The prosecutor improperly appealed to the jury's sympathy by eliciting testimony from the victim's mother that the victim's wife was expecting a child and expressing sympathy for her loss by stating on the record, “Thank you ma-am. I'm sorry for your loss” (see People v. Miller, 6 N.Y.2d 152, 157, 188 N.Y.S.2d 534, 160 N.E.2d 74 ). A defendant is “entitled to a trial upon evidence proving or tending to prove the crime with which he was charged ‘... uninfluenced by irrelevant facts and circumstances which tend to prejudice or mislead the jury’ ” (People v. Tassiello, 300 N.Y. 425, 430–431, 91 N.E.2d 872, quoting People v. Posner, 273 N.Y. 184, 190, 7 N.E.2d 93 ). “Testimony about victims' personal backgrounds that is immaterial to any issue at trial should be excluded” (People v. Harris, 98 N.Y.2d 452, 490–491, 749 N.Y.S.2d 766, 779 N.E.2d 705 ). Here, the testimony in question was calculated to appeal to the passion and sympathy of the jury and unduly prejudiced the defendant (see People v. Miller, 6 N.Y.2d at 157, 188 N.Y.S.2d 534, 160 N.E.2d 74 ; People v. Caruso, 246 N.Y. 437, 443, 159 N.E. 390 ).
That error was compounded when, during summation, the prosecutor improperly appealed to the jury's sympathy by commenting that when the victim left his house on the night in question, he had no idea that he was “never going to see his family again” and “never going to be able to see his girlfriend again,” and stating that it was a “tragedy” that his “24–year–old life was taken away by this man here (indicating), [the defendant]” (see People v. Walters, 251 A.D.2d 433, 434, 674 N.Y.S.2d 114 ). The prosecutor committed misconduct of a different sort during summation when, while playing a surveillance video introduced into evidence at trial, she identified certain barely visible figures on the screen as the victim and the defendant. Throughout the course of these comments, the Supreme Court repeatedly instructed the jury that it alone should assess the video and not rely on the prosecutor's comments, but the prosecutor persisted in her characterization of the figures on the screen.

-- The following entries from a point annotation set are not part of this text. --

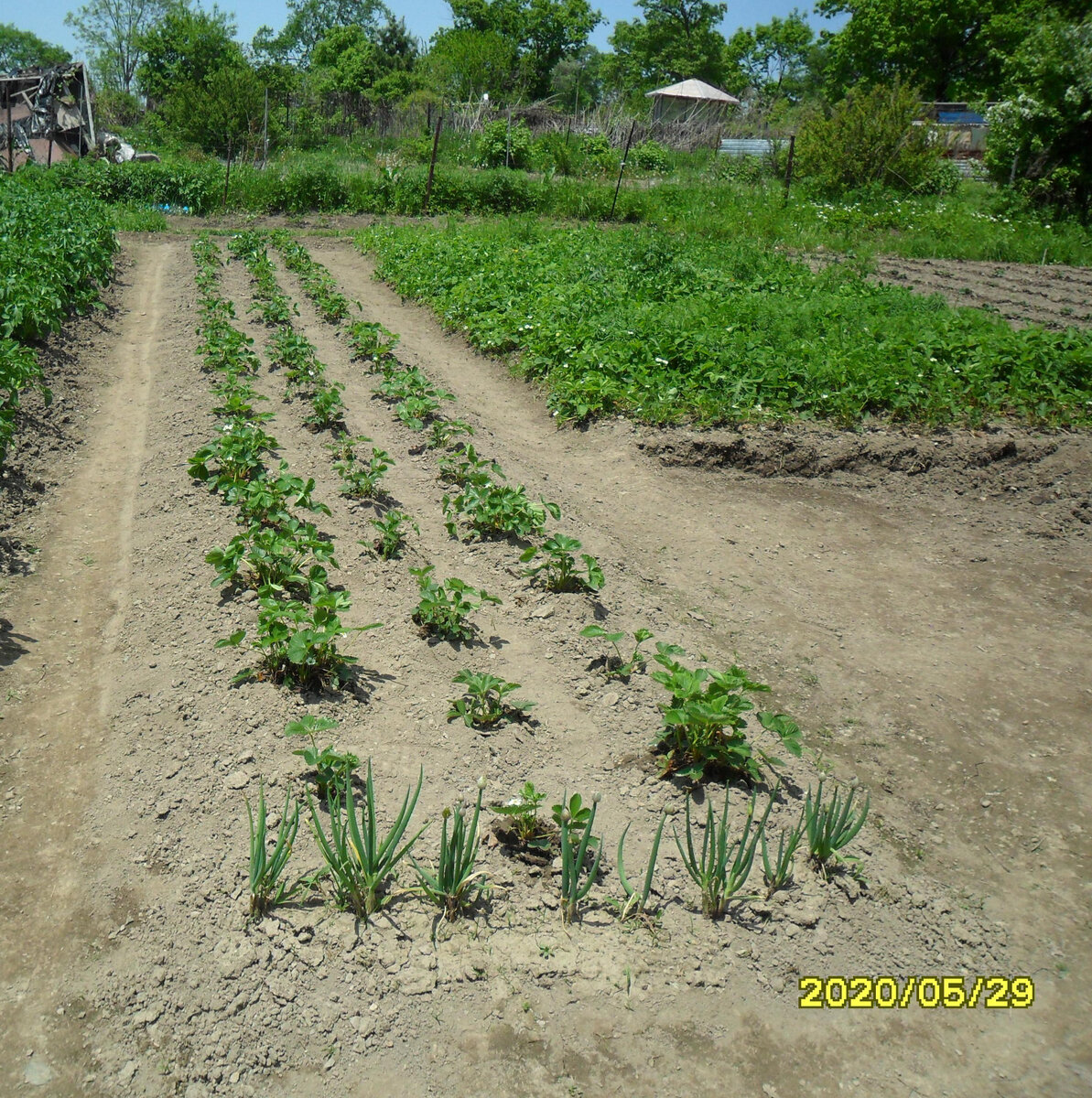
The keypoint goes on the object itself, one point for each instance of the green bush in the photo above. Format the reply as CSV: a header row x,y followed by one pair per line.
x,y
555,154
649,156
501,145
599,156
1039,137
870,138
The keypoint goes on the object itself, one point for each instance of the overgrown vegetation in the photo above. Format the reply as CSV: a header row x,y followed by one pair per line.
x,y
56,252
669,328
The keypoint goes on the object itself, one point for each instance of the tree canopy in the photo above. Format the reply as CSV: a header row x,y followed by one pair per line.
x,y
676,39
951,49
186,47
111,31
543,32
773,58
21,49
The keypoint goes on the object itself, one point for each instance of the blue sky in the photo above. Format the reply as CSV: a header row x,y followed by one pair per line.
x,y
47,17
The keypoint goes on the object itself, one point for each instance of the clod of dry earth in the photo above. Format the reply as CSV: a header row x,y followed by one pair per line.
x,y
931,648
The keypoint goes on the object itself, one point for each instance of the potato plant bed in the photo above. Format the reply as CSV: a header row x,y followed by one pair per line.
x,y
509,959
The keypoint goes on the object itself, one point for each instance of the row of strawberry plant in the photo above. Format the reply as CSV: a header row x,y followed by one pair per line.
x,y
361,859
319,285
281,555
56,252
703,726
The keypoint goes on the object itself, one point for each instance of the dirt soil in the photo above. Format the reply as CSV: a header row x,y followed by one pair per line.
x,y
1053,296
920,604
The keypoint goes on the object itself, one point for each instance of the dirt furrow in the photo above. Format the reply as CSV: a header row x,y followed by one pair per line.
x,y
69,615
940,664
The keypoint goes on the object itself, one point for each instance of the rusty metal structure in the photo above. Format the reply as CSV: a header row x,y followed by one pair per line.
x,y
45,115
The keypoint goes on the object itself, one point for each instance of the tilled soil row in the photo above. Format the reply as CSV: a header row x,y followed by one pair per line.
x,y
308,991
178,995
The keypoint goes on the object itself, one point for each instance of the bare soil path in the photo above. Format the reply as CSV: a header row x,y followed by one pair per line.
x,y
931,648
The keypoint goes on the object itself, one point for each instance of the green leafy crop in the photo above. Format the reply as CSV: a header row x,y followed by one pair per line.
x,y
704,725
486,701
445,608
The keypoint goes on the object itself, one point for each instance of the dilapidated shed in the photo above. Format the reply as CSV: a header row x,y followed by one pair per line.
x,y
45,115
690,100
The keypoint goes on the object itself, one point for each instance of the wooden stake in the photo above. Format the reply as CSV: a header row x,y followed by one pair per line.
x,y
618,186
788,169
228,174
432,164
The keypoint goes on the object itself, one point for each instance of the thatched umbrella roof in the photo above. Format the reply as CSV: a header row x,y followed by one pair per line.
x,y
696,91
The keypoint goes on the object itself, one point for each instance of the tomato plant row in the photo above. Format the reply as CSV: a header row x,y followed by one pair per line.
x,y
670,328
56,251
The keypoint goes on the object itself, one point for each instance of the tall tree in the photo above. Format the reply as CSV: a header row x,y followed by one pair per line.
x,y
543,31
467,64
773,56
308,21
676,39
110,30
1041,137
21,49
187,45
953,49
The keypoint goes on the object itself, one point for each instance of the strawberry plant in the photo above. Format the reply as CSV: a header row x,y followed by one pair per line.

Although the claims of prosecutorial misconduct regarding the testimony of the victim's mother and improper summation comments are unpreserved for appellate review, we nonetheless reach them in the exercise of our interest of justice jurisdiction (see People v. Jackson, 139 A.D.3d 875, 31 N.Y.S.3d 565 ; People v. Rodriguez, 75 A.D.2d 829, 427 N.Y.S.2d 466 ). While each of these errors, standing alone, may not warrant reversal, there is a significant probability that their combined effect contributed to the defendant's conviction. Accordingly, the judgment must be reversed, and a new trial ordered.
The defendant's remaining contentions, including those raised in his pro se supplemental brief, are without merit.